I too vote for stick burnin...look at the one I got, that can be used with coal/lump/briquettes OR wood only.  Helluva deal, super-thick metal - and on my 2nd cook, I found the secret to sucess as far as maintaining the right size fire, and good temps.  I will outline this method in another thread soon...if you click on my user name link, you can see threads I've posted, or in the "wood smoker" category, just scroll down to my post on "Bell Fab Smoker".

The point is, my smoker is a 24 x 36" pipe with a 20" pipe firebox.  In my opinion, this was a good size for burning either wood or coal, which is one of the main reasons I bought it.

Personally, I do - and will continue to do for a while - both!  Meaning, I smoke with hardwood lump AND wood sticks, every time.
I've come up with a method that will let me cook for 9 hours, using about 10 lbs of Royal Oak (barely more than one $6 bag) plus 12 - 16 apple wood sticks that are 3" in diameter and 8" long.

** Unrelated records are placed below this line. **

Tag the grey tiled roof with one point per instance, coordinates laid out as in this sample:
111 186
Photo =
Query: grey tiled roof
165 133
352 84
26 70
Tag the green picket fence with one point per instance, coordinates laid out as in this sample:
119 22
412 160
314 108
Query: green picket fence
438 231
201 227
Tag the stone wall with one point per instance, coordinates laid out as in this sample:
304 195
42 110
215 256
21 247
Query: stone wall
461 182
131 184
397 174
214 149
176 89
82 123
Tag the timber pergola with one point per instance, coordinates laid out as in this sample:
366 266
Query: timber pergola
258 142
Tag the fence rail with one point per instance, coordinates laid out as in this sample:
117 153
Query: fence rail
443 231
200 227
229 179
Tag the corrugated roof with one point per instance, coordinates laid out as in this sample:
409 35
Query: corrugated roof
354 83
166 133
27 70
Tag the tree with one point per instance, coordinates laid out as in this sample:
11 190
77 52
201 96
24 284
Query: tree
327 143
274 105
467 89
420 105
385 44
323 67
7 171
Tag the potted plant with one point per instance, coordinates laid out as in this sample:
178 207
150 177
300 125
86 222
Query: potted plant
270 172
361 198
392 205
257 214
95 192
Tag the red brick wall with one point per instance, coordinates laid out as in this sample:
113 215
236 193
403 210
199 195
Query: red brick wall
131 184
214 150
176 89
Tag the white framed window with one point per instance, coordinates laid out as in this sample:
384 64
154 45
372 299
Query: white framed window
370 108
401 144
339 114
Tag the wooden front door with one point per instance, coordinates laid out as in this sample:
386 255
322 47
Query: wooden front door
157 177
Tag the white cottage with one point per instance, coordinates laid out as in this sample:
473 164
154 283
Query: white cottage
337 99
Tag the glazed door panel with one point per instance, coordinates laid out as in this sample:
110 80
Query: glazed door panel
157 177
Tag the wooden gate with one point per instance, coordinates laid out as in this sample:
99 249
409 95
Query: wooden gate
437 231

Now, if I were to upgrade to a trailer model some day, then I'd of course use wood only.  However, in my smoker now I can cook a shoulder, two chickens and 6 slabs of ribs easy using the amount of fuel I mentioned above, so for now - I will continue to use wood and lump coal.  I hope that helps a little...


----------



## pinkmeat (May 6, 2009)

If wood is readily available I favor it now.


----------



## rickw (May 6, 2009)

I did my first all wood smoke this past weekend, well I start it with charcoal, but that was it. I was quite surprised on how mellow the smoke taste was compared to the usd.


----------



## paymaster (May 7, 2009)

I have an offset smoker. Backyard type. It is a Charbroil brand. I have friends with charcoal burners,BGE and Webers that they swear by.I love to tend the fire and with an offset, you will tend for sure. I think it does a good job for me.


----------



## vegas_frak (May 7, 2009)

Are the Brinkman Smoke n Pit's considered to be both charcoal and or stick?? Currently I am using charcoal and adding wood chunks, but would not mind at all using wood the entire time.


----------



## scpatterson (May 7, 2009)

I have a Chargriller Smoking pro that I love and you can use either wood or charcoal in it and I prefer the wood by far. I think it taste better and I also think it gies a more traditional style smoke taste. Dont get me wrong The Charcoal is good but the wood is better. I just bought my first big stick burner but will not get it for a few weeks still. Go with the stick burner, My 3 cents


----------